One day, I turned up at the mother and baby group I went to. As usual, I was late. My daughter’s hair had porridge in it, I had baby sick on my shoulder and I’d managed to run the buggy wheels through some dog poo. But I had made it – I was out of the house! I gratefully took the mug of tea I’d been given and sat down to get some sanity time with the other mums. When the conversation turned to how we were keeping our brains active, I mentioned my coaching course, and one of the mums turned to me incredulously and said, “You? A coach?!? I can’t think of anyone less likely to be a coach than you!” She looked pointedly at my scruffy state and laughed, derisively.

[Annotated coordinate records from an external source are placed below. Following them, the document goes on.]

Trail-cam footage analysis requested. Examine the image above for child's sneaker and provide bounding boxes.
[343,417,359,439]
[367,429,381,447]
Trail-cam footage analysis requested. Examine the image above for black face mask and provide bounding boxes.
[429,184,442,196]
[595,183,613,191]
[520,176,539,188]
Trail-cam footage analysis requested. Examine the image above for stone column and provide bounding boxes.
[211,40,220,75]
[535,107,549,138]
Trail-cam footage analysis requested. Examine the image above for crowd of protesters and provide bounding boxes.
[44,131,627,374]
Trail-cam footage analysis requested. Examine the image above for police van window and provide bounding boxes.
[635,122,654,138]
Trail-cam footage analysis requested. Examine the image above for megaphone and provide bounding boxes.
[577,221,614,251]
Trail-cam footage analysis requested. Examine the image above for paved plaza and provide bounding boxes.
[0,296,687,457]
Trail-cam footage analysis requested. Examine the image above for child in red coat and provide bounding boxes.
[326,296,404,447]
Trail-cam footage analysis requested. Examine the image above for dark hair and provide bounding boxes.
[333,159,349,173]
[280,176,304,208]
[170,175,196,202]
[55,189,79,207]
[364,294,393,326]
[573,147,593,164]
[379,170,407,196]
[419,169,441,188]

I left the group early and burst into tears when I was out of the door. She was right. What on earth was I thinking? I couldn’t get my own life straight, let alone helping others with theirs. I didn’t return to the group, and I didn’t return to my coaching studies for almost a year.
Then, two things happened. The first was a conversation with the ever-wise Aboodi Shabi, who laughed when I told him I wasn’t ‘coachlike’ enough and that’s why I had stopped training. “Ugh. Who’d ever want to be coached by a ‘coachlike’ coach?” he asked, “How awful! Who would you rather be coached by: someone who had everything together and was perfect in every way, or someone who was real, and on their own upward journey?” Music to my soul. Shortly afterwards, serendipity led me to a phrase I read in passing on a website (and annoyingly could never find again): ‘positive, not perfect’. This resonated with me and has been my motto ever since.
Because that woman in that group years ago wasn’t right, morally or factually, to say that to me. The fact that I was at that group, seeking support in an unfamiliar and tricky phase in my life, showed that I was positive, not perfect. You can take advice from baby gurus, but the best support you can get is from someone else just ahead of you on the journey – someone who may have a dirty nappy festering away at the bottom of her changing bag but is still smiling.
They say ‘what doesn’t kill you makes you stronger’, and I believe that’s http://www.mindanews.com/buy-levaquin/ true. I also believe that it shapes you into the person you are becoming. The crappy bits in my life like being bullied, bereavements and betrayals have been tough but have strengthened my resources and made me who I am today. I’m far from perfect (although the baby sick has gone now) but I’m pretty darn positive and getting more so with each setback.
This post wasn’t meant to be a me-fest. I want to invite you to celebrate your own failures, setbacks or personal dark places. Not in the midst of them, of course – that would be cloyingly ‘coachlike’! But I believe the world would be a better place if people felt that they could be open about events that have moulded them or setbacks they have overcome; if they could be the voice over the next hill shouting ‘it’s ok – the way is clear!’
Two of the women I worked with last year happened to be widowed. Though they didn’t know each other, they both struggled when they came to write their ‘About Me’ page for their websites, because being widowed wasn’t normally something that was talked about openly but it had given them both a new path which had ended up with their own – very different – businesses. Neither of them wanted to be maudlin, but they both felt it was something that had changed them fundamentally and given them a gift, even as it took away the ones they loved. Through our work together, they both created beautiful ‘About Me’ pages which honoured their being shaped and ultimately inspired by events outside their control. You can read Sarah’s here and Kate’s here.
At the time of writing this post, there is a campaign in the UK to ‘find Mike’, a man who had talked another man, Jonny Benjamin, down from a bridge he had been about to throw himself from. ‘Mike’, it turns out, told the man that he had suffered similar issues to Jonny’s and reassured him that there was a way forward and it was safe to keep on living. In turn, Jonny has gone on living and now helps others affected by mental health issues. Shitty stuff happens. But look at the good that being open about it can do.
How can you use your own experience of dark places to help shed light in others’?
How have the tough events in your life had a positive impact on who you are?
Do leave a comment – I’d love to hear your stories.
And if you’d like help with writing an ‘about me’ page which reflects your journey, get in touch.